Sebenarnya pada dasarnya saya yakin semua orang setuju bahwa Ibukota harus dipindahkan karena lahan Jakarta semakin sempit dan permasalahan Jakarta sangat kompleks.  Sejak zaman Soekarno hingga Soeharto memang sudah diwacanakan tentang Pemindahan Ibukota. Tapi seharusnya Prosesnya tidak seinstan seperti yang sekarang dipublikasikan oleh pemerintah. Harus benar-benar direncanakan dengan matang dan bertahun-tahun perencanaanya.

Apalagi membaca-baca ulasan Bappenas yang menyebut pihak-pihak swasta akan banyak dilibatkan dalam total keseluruhan rencana pemindahan Ibukota yang akhirnya membuat banyak orang berpikir jangan-jangan ada pihak-pihak swasta yang mendorong pemerintahan Jokowi untuk melaksanakan hal ini segera.

Yang namanya Mega Proyek, yang namanya pembukaan/ pembebasan lahan jutaan hektar tentu kita bicara tentang uang besar. Uang besar ini mengundang pihak manapun untuk ikut bermain. Uang Besar adalah Masalah Besar. Itulah intinya. 

Dan urusan masalah besar itu tidak selayaknya direncanakan secara instant apalagi perencanaan secara sembunyi-sembunyi tentang pihak-pihak mana nantinya yang akan dilibatkan.

Fokus saya pada artikel ini bukan rencana Pemindahan Ibukota. Saya hanya ingin sedikit memberi gambaran bahwa rencana pemindahan ibukota mungkin salah satu contoh dimana kebijakan Jokowi sering kontroversial, sering terasa sebagai proyek ambisi/ proyek mercusuar dan tidak termasuk skala prioritas.

Selama 4 tahun pemerintahannya alih-alih Jokowi berusaha memprioritaskan peningkatan kehidupan ekonomi rakyat kecil akan tetapi malah membangun infrastruktur besar-besaran yang menguras APBN, menambah Hutang LN, mengganggu dana BPJS dan lainnya.

Yang paling memberatkan rakyat kecil adalah ditariknya subsidi BBM dan Listrik sementara uangnya dipakai untuk membangun infrastruktur sebanyak mungkin. Rakyat kecil tidak bisa menikmati tol-tol baru yang sudah dibangun melainkan hanya menerima dampak ekonominya.

BPJS pun kacau balau. Berita terakhir disebut untuk menyehatkan BPJS kabarnya Pemerintah malah akan menaikkan iuran BPJS sebanyak 2 kali lipat. Akan semakin berat lagi untuk rakyat kecil.

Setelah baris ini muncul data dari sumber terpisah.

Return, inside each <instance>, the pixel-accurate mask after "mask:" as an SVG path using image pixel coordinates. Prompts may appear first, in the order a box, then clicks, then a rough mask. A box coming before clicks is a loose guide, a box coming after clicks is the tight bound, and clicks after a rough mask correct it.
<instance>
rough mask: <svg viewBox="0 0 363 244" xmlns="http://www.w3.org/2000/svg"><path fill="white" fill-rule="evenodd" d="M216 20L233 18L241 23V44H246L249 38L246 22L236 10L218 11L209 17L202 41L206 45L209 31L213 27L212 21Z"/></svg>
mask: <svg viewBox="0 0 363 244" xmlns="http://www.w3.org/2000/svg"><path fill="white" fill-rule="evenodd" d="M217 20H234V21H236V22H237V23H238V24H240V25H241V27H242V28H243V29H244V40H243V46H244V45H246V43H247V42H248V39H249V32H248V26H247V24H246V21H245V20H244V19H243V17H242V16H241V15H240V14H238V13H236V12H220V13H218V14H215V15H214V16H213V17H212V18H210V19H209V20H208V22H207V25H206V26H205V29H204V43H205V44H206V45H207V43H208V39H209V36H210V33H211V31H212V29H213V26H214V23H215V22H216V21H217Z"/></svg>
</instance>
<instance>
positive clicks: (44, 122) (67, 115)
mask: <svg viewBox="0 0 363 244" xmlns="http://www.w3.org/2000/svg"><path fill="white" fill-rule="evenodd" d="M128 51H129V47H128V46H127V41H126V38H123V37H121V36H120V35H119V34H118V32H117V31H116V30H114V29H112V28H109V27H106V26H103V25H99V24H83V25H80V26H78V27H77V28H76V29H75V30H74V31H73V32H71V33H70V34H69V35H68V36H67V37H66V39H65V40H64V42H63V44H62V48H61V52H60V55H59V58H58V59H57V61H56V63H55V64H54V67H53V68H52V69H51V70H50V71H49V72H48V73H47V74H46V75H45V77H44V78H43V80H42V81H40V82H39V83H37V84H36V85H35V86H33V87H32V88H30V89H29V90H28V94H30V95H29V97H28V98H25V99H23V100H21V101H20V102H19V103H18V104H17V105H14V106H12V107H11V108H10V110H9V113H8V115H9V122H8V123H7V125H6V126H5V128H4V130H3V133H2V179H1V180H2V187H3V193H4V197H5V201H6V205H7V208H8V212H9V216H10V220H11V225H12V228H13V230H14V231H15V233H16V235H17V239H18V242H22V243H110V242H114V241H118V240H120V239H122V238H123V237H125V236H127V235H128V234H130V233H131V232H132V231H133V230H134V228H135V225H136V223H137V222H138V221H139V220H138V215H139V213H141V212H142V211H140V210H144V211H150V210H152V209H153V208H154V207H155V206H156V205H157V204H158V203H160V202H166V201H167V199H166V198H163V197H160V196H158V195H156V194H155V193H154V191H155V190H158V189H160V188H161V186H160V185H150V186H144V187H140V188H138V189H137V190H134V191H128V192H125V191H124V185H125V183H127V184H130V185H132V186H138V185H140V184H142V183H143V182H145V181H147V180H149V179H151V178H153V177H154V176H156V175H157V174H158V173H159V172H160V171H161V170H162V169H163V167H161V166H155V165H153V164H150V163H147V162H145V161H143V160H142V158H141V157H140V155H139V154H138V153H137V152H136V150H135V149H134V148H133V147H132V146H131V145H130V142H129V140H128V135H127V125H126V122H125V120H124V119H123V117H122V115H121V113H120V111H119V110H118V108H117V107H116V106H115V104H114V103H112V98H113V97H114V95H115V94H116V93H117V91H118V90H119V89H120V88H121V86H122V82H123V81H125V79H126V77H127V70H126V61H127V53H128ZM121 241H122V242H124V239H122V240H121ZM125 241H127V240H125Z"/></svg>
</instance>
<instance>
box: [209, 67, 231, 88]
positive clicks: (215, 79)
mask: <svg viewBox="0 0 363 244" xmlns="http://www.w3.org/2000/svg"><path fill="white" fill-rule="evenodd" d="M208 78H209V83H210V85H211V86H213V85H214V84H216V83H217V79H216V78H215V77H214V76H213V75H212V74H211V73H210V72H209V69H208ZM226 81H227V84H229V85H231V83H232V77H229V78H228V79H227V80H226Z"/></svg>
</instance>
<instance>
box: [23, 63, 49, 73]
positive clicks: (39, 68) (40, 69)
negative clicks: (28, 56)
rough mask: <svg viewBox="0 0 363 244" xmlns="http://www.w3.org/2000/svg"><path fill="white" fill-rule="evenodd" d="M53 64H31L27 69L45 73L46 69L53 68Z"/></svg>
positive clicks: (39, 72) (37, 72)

Prediksi saya untuk Mega proyek pemindahan ibukota ini tidak akan berjalan lancar seperti halnya Mega Proyek Listrik 35 ribu megawatt. Saya yakin banyaknya masalah di pemerintahan akan membuat focus pemerintah tersita sehingga proyek ini akan terhambat pelaksanaannya.  Akan mundur dari jadwalnya atau malah terbengkalai nantinya.

Sebaliknya kalau Jokowi focus di Proyek Pemindahan Ibukota bisa jadi masalah-masalah penting negara lainnya malah terbengkalai. Ujung-ujungnya sama dimana bila ada salah satu yang terbengkalai maka pemerintahan Jokowi akan tergradasi kredibilitasnya.

Meletusnya kerusuhan beberapa hari terakhir di sejumlah kota di Papua sudah membuktikan bahwa betapa banyak masalah penting mendasar yang harus diselesaikan pemerintah, betapa banyak urusan yang jauh lebih tinggi urgensinya saat ini. Kenapa harus urusan pemindahan ibukota yang diprioritaskan?

DIBUNGKAMNYA SUARA OPOSISI AKAN MEMBUAT PEMERINTAHAN JOKOWI LEMAH DAN TIDAK EFEKTIF

Ibarat hukum alam yang mengharuskan adanya  Keseimbangan Yin dan Yang, ibarat hukum alam dimana sebuah Energi bisa menjadi optimal bila ada kutub negative dan positif, bagaimana mungkin Pemerintahan Jokowi bisa efektif dan maksimal bila tidak ada Pihak Pengontrolnya? Bagaimana mungkin sebuah mobil bisa berjalan dengan baik kalau tidak ada Rem nya?

Negara ini adalah negara besar. Untuk membangun sebuah negara besar semua elemen bangsa harus dilibatkan. Semua orang pintar, semua para ahli, semua pihak berkompeten harus dilibatkan dalam pembangunan bangsa tanpa melihat darimana latar belakangnya dan tanpa melihat siapa dalam pandangan politiknya.

Mengerikan jadinya (menurut saya) kalau yang membangun bangsa ini saat ini hanyalah rakyat 01 ataupun semua yang berpihak pada 01 sementara rakyat 02 atau pihak 02 dianggap sebagai pecundang yang hanya bisa mengganggu pemerintahan.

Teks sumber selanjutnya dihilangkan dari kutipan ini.